There wasn't any such thing as an 'Artillery Command' of any sort above corps level (and initially not even at that level). The senior artillery officers there were not commanders and not general staff officers. Like any other British senior officer position if the position title didn't have 'commander' in it then you weren't one. Very simple really. Command at GHQ and Army level command of artillery was legally vested in the C-in-C BEF or Army Commander with the detail handled by their general, A and Q staff officers (not forgetting military secretaries of course). What command of artillery at these levels meant was the authority to assign artillery resources to subordinate commanders, including Commanders RA at corps and division.

There was an artillery branch in GHQ where the Major General Royal Artillery (MGRA) was the artillery advisor to the C-in-C and principal staff officers (CGS, AQ, QMG). The same applied at the Army HQs where there was a MGRA. The role of the MGRAs evolved and in Sep 15 these 'Artillery Advisors' were formally authorised to deal with certain artillery matters, including ammo, design matters, defective ammo, accidents to guns, hows and trench mors and any user problems related to equipment.

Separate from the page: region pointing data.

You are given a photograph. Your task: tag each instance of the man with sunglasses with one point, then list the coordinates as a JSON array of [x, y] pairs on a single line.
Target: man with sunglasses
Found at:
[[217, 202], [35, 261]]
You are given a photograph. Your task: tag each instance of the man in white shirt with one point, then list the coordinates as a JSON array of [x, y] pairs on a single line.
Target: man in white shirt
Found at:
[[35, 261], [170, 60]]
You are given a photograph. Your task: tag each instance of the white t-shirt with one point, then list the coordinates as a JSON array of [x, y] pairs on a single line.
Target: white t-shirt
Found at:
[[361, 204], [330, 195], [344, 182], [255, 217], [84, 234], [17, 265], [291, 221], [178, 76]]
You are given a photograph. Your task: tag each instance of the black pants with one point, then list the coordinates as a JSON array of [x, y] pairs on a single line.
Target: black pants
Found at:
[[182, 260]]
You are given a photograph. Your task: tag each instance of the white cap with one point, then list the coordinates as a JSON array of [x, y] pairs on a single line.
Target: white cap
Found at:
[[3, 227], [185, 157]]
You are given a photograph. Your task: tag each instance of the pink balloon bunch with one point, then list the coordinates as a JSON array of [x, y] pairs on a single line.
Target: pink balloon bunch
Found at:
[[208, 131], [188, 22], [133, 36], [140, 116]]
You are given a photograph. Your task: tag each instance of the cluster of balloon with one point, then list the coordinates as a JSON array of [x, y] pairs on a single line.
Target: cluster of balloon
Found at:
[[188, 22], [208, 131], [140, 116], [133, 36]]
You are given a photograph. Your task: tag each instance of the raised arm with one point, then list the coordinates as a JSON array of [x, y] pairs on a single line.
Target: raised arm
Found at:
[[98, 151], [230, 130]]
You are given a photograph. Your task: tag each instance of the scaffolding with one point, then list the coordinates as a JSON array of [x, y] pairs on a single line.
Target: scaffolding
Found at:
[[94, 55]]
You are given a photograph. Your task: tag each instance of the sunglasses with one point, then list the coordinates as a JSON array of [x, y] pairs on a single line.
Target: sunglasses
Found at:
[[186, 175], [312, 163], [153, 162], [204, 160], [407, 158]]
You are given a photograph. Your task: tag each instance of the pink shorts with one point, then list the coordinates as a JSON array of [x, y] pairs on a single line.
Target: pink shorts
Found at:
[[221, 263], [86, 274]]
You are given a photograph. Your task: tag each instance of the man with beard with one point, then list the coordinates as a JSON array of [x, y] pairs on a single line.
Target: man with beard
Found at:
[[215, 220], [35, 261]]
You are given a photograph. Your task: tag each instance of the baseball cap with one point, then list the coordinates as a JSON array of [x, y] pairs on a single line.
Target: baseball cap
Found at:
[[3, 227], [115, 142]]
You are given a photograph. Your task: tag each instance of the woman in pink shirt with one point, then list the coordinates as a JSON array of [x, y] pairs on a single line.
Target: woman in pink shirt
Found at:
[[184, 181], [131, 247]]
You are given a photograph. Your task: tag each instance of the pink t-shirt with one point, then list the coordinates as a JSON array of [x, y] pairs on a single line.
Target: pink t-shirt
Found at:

However, in Nov 1915 the MGRA at GHQ (Headlam), in collaboration with the Army MGRAs, started a program to have selected artillery officers (who may or may not have been artillery staff officers somewhere) who were recognised as experts to draft various policy directives. The GHQ Artillery Notes series (1 to 7, some with 2 editions), which started to appear in early 1916, is the best known and some were re-published by the War Office as official publications. But there were also many other circulars, notes and memoranda. In fact the amount of stuff being issued led in early 1918 to a monthly summary of what had been issued!